That’s great. So they shared a room the whole time. Even til now?
yeah they still they still share us and we’re in their cribs are facing each other so they they can sometimes we have to go in and break them up because they’ll start poking each other and trying to wake the other one up. But Yeah, we’re gonna plan on keeping on a room for for a while.
I think our plan is to have them stay together in the same room until they asked to be put into separate rooms.
So they’re still in cribs, they have not escaped yet from the crib.
They have not escaped from the cribs yet no, surprisingly
Our kids all had figured out how to get out of the crib by about two ish so hopefully you can get them keep them in there a little bit longer because once they get out there’s no there’s no stopping the insanity.
Yeah, I think that’s that’s our fear. We want to keep them in those cribs and locked in there as long as possible.
We found with our first our first two boys, which were Singleton’s like they, when we move from cribs to beds, they would still stay on their bed as if it were a crib as if they were trapped, right. But then they weren’t. But our twins are not like that all as soon as they were out of the crib it was forget about it, they were all over the place. It’ll be interesting to see how how your kiddos do with that.
Yeah, I expect to wake up in the middle of the night just have one staring at me from the side of the bed.
So what have been some of the other milestones that they’ve hit over the last almost two years now that made life a little bit easier for you guys.
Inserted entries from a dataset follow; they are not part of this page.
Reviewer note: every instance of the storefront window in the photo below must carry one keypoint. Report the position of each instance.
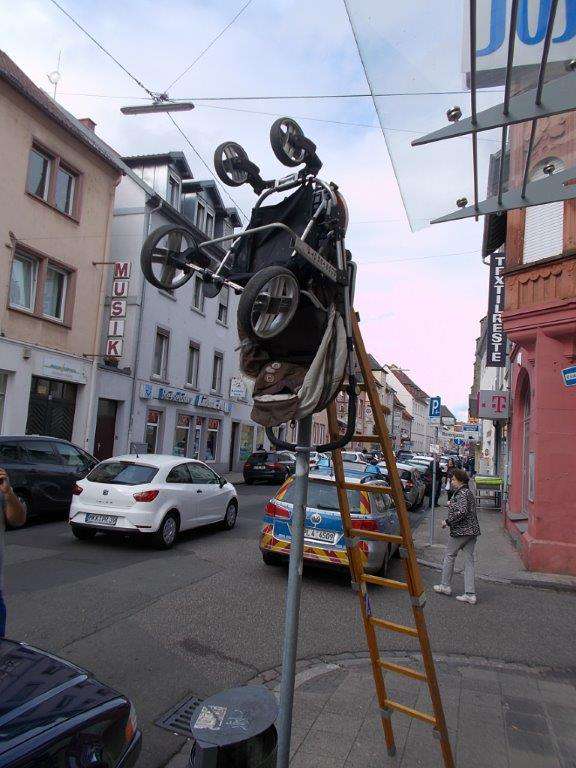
(212, 439)
(153, 423)
(246, 441)
(181, 435)
(3, 378)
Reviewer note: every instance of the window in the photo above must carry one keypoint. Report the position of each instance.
(198, 297)
(64, 192)
(54, 293)
(217, 366)
(23, 282)
(200, 215)
(174, 192)
(51, 179)
(223, 299)
(181, 435)
(153, 423)
(212, 439)
(193, 365)
(179, 474)
(202, 474)
(209, 223)
(160, 361)
(38, 179)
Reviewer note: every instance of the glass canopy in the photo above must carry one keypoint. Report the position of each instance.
(417, 60)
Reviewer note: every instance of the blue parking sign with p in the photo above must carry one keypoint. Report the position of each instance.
(435, 408)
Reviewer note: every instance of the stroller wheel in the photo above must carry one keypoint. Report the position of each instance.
(282, 132)
(229, 159)
(268, 303)
(168, 255)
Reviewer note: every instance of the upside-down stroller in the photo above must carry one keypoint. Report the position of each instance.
(295, 277)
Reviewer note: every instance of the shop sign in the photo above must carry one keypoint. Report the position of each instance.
(492, 404)
(214, 403)
(238, 388)
(496, 338)
(145, 391)
(115, 340)
(569, 376)
(173, 395)
(59, 368)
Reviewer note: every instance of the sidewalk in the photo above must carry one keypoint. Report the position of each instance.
(496, 557)
(498, 715)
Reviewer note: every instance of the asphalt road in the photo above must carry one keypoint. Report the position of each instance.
(208, 614)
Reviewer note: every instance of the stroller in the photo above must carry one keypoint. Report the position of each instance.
(295, 277)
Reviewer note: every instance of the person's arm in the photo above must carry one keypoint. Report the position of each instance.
(15, 511)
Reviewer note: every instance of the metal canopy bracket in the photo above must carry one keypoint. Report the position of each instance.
(558, 97)
(557, 187)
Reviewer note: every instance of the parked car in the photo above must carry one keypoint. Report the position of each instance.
(324, 535)
(43, 471)
(412, 482)
(270, 466)
(151, 495)
(360, 456)
(54, 713)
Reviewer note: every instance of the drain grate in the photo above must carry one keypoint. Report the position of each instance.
(178, 719)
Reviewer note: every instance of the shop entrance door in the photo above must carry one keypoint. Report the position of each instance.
(233, 439)
(105, 428)
(51, 408)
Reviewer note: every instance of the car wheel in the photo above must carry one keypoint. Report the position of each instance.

At least for me, one of the biggest milestones that I enjoyed was when they stopped using formula. Just because that was a pain every single day, making the formula and mixing it all together, we wound up having a machine that did it for us like it was a little baby brezza. But just from buying the formula and making it and just putting it all together every day that was a big milestone. And that ended
probably to that sticks out on my head is when they can hold their own bottle. That was always a major one because I remember, I took the night shifts when they were born. And so having wake up like every two, three hours and have to hold the bottles for both of them. When they’re there. Like it just dripped out very slowly. So it took like an hour to feed both them holding those bottles, so that the minute they could hold their own bottles was it was life changing. So I was a big one.
I think, as you said, one of the other ones that comes to mind, for me is probably the point in which as I was talking to them, they would comprehend what I was saying and follow my my request. So if I asked them to go give me their plate or something. Once they started doing that, that made somewhat life easier for us as well,
for sure, once they’re able to start communicating and following simple instructions. It opens up a whole new world, you mentioned taking turns for feedings at night was that the kind of the routine the whole time when they were still on the bottle.
I think I mostly took the night shift. Because luckily Chris had Chris was off for six months, I think when they were born four months when they were born. And I was working. So like I would take the night shifts. And so he looks he could sleep and then take care of them during the day. So I think for the first like two or three months, we were waking up waking them up every two to three hours to feed them once they got up to their their birth weight. And then after that it didn’t take us long to get down to only about one feeding a night. So we just wake up probably whenever they would wake up, we would just grab a bottle and feed them. But by six months, probably not even that long. We had them sleeping through the entire night,
when they were really little. They slept in our room every single night. But then one night a week, the one parent would sleep in a separate room just so they could somewhat get a full night’s sleep and not have to hear them. He kind of just you know, I guess you’d say is that was one day a week to recharge recharge.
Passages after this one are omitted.